The simpler and more “natural” result is to not use negative feedback at all. With this approach, the amplifier block A is made intrinsically linear. If we make a comparison between the amplifier of our previous example and a no feedback amplifier with the same gain of 10 we can see that the no feedback amplifier is directly driven with the input signal x of 0.1 V, a 100 times higher signal than the previous feedback amplifier example. It follows that the no feedback example is less sensitive to the disturbances outlined in the previous section. We therefore propose the following objectives:

1. Do not use negative feedback, not only the global overall type discussed above, but also the local type applied to each active device. Although this later type is less harmful than the global type, it is still to be avoided.
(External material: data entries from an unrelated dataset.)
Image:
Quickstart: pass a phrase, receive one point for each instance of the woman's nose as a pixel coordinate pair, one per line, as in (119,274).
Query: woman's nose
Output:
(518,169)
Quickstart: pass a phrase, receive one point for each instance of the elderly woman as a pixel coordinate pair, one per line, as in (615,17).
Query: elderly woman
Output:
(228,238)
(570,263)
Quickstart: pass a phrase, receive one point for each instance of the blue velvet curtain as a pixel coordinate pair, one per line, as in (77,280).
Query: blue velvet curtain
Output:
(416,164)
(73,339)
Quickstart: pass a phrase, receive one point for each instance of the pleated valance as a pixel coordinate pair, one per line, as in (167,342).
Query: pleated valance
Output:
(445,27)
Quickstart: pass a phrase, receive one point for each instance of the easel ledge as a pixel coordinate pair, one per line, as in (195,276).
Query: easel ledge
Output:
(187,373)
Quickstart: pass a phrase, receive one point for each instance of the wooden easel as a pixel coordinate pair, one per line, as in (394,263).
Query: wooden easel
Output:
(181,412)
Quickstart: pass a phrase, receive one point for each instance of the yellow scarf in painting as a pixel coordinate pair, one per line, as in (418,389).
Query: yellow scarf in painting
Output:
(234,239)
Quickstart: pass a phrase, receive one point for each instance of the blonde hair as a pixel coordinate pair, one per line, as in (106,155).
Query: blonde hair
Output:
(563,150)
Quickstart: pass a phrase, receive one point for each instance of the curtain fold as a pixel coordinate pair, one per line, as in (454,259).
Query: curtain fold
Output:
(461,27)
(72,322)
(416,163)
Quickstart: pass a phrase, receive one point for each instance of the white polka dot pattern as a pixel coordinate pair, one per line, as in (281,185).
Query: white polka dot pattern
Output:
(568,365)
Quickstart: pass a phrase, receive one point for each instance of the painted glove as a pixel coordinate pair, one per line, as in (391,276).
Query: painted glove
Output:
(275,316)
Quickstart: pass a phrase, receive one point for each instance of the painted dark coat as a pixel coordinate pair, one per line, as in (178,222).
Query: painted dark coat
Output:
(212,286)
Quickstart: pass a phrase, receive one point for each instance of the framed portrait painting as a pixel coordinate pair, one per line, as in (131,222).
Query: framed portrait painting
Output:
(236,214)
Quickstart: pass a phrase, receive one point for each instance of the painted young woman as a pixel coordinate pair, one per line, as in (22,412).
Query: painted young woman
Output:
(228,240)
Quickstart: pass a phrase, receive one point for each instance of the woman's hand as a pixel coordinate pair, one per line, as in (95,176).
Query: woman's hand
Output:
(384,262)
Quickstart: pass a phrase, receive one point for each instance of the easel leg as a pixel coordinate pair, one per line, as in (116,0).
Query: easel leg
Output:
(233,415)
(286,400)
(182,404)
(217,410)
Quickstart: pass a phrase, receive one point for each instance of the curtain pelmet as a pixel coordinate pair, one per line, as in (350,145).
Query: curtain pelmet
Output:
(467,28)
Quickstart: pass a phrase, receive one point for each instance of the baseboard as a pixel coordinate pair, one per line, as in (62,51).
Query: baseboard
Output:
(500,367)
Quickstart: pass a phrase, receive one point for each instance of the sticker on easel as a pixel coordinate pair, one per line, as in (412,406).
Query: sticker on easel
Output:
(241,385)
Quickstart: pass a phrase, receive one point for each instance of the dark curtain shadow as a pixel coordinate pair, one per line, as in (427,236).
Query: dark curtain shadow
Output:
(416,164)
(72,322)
2. Use the minimum number of amplification stages. If it is possible, use only one. The less components the less are the manipulations and alterations of the delicate musical signals.

3. The signal level inside the circuit never to be smaller than the input signal itself.

4. The resultant amplifier still has to have the electrical characteristics (bandwidth, distortion level, etc.) comparable to those designs using negative feedback.

The only devices used in no feedback designs that satisfy points 1, 2, and 3 are vacuum tubes and used only in low level circuits like phono preamps, etc., otherwise there will be too much distortion. Using transistors, if we do not use negative feedback, there will be unacceptable distortions, much higher than with tube circuits. 

Fig. 3 shows an example circuit using JFET active devices. Its amplification AV is given by Av = gm R2 where R2 is the drain resistor value and fm is the transconductance of the JFET device. However, since gm is not constant with the JFET drain current, the gm parameter is the cause of the distortion in the circuit of Fig. 3. The JFET as well as bipolar transistors are not linear devices because their transconductances (the ratio of their output current change to input voltage or current change) are not constant but change with their output currents.

The solution is to skillfully use complementary non-linearities. Combining equal devices two by two it is possible to eliminate their respective non-linearities. An example of this is shown in fig. 4. As in the circuit of fig. 3, the input signal is applied directly to the sensitive input (gate-source) of the device as R1 is fully bypassed by the capacitor C and is not attenuated as with global feedback circuits. The amplification of this circuit is given by Av = (R2+R3)/R2 and as such, there are only constant parameters. This circuit does have a deficiency in regard to its output impedance and the ability to handle large signals. An improved circuit is presented in fig. 5.

This last circuit satisfies all 4 of the points above and can be compared in parameters of distortion, bandwidth, noise level, etc. to traditional negative feedback circuits even though it was thought that these levels of performance could only be attained with negative feedback amplifiers.